Static random breath testing will be suspended in Australia due to the concerns over rising cases of coronavirus. As a result, New South Wales, Victoria, and Queensland have revealed that they won’t be pulling out people to check their blood levels as fears grow those police officers could be exposed to coronavirus during testing.
This is going to be the first time that the roadside alcohol testing has been suspended since it was introduced. A statement has been issued by the Queensland Police which reads: “The decision has been made to minimize health risks to Queensland Police Service (QPS) officers and the community.”
Adding further, it said, “Road safety continues to be a significant priority for the QPS. The QPS will continue to undertake random breath and drug testing through high visibility mobile patrols.” This move comes in the wake to prevent the spread of pandemic disease. Though the Police authorities might have taken a back seat in breath testing, they still have the power to pull over anyone they deem to be a potential hazard and order them to submit to a breath test.
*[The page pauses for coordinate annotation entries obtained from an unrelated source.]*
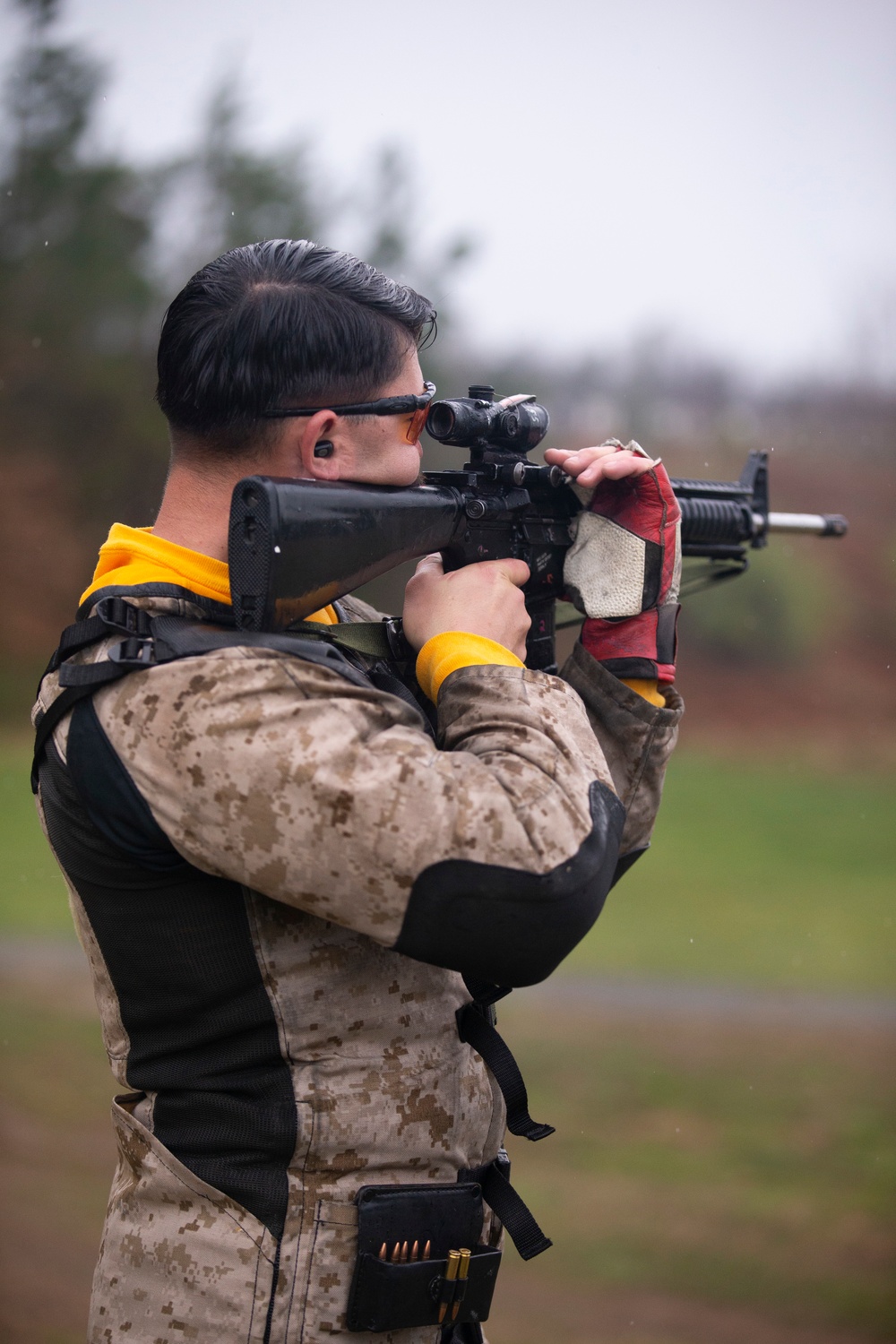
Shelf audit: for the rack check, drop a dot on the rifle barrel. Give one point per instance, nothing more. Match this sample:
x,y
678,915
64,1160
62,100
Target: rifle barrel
x,y
815,524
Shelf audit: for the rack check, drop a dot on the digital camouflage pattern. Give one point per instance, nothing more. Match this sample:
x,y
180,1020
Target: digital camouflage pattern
x,y
325,800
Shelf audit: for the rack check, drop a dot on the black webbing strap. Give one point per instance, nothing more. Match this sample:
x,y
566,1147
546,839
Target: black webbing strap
x,y
477,1031
376,639
504,1201
476,1027
151,640
65,702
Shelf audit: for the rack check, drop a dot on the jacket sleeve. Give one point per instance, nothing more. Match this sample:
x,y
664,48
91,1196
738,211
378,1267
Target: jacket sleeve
x,y
635,741
489,852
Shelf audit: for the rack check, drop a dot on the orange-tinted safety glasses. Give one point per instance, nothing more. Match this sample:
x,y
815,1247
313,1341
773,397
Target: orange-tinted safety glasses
x,y
416,403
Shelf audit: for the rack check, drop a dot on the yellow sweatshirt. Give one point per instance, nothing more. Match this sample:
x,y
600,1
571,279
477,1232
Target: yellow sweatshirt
x,y
134,556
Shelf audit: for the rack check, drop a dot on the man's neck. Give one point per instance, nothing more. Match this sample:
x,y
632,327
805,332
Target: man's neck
x,y
195,508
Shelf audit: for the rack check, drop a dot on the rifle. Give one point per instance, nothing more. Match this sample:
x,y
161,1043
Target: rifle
x,y
296,545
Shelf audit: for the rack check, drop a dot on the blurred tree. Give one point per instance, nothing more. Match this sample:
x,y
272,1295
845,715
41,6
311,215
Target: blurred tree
x,y
225,194
389,231
74,296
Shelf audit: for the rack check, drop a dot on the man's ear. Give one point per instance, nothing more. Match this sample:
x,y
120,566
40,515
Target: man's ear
x,y
296,453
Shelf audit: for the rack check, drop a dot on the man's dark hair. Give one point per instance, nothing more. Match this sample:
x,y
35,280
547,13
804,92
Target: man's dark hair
x,y
280,323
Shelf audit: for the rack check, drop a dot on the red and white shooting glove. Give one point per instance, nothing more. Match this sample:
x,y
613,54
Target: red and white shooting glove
x,y
624,570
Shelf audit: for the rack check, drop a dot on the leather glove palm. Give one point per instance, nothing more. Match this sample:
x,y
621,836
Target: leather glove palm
x,y
624,570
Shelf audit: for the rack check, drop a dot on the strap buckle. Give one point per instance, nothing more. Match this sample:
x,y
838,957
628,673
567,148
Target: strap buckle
x,y
134,652
124,616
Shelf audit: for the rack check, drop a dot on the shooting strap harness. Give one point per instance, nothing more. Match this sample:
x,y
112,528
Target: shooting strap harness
x,y
148,642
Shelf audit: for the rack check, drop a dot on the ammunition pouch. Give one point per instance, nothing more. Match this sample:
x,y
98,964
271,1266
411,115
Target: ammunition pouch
x,y
419,1260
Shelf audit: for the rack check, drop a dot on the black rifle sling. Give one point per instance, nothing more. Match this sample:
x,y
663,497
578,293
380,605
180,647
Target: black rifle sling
x,y
151,642
476,1027
497,1193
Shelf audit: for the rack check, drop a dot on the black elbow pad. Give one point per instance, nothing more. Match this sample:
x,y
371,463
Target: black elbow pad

All police forces will instead boost mobile patrols to conduct random testing of drivers for alcohol and drugs.
Despite suspending breath testing measures, the police have warned people that this is no excuse to drink and drive. Officers on duty still have the power to pull anyone out and charge the culprit to the full extent of the law. Until now the number of cases of COVID-19 in Australia has jumped to 452 while Victoria has recorded 21 new cases, taking the state total to 94.
Australian Prime Minister Scott Morris has warned people that this deadly virus outbreak can disrupt normal life for a while.
The country has also adopted precautionary measures in order to combat the deadly disease. It has introduced new rules for people flying home from an international trip, with everyone now ordered to self-isolate at home for two weeks, regardless of their health status. Anyone who does not abide by the rules is liable to face serious charges against it.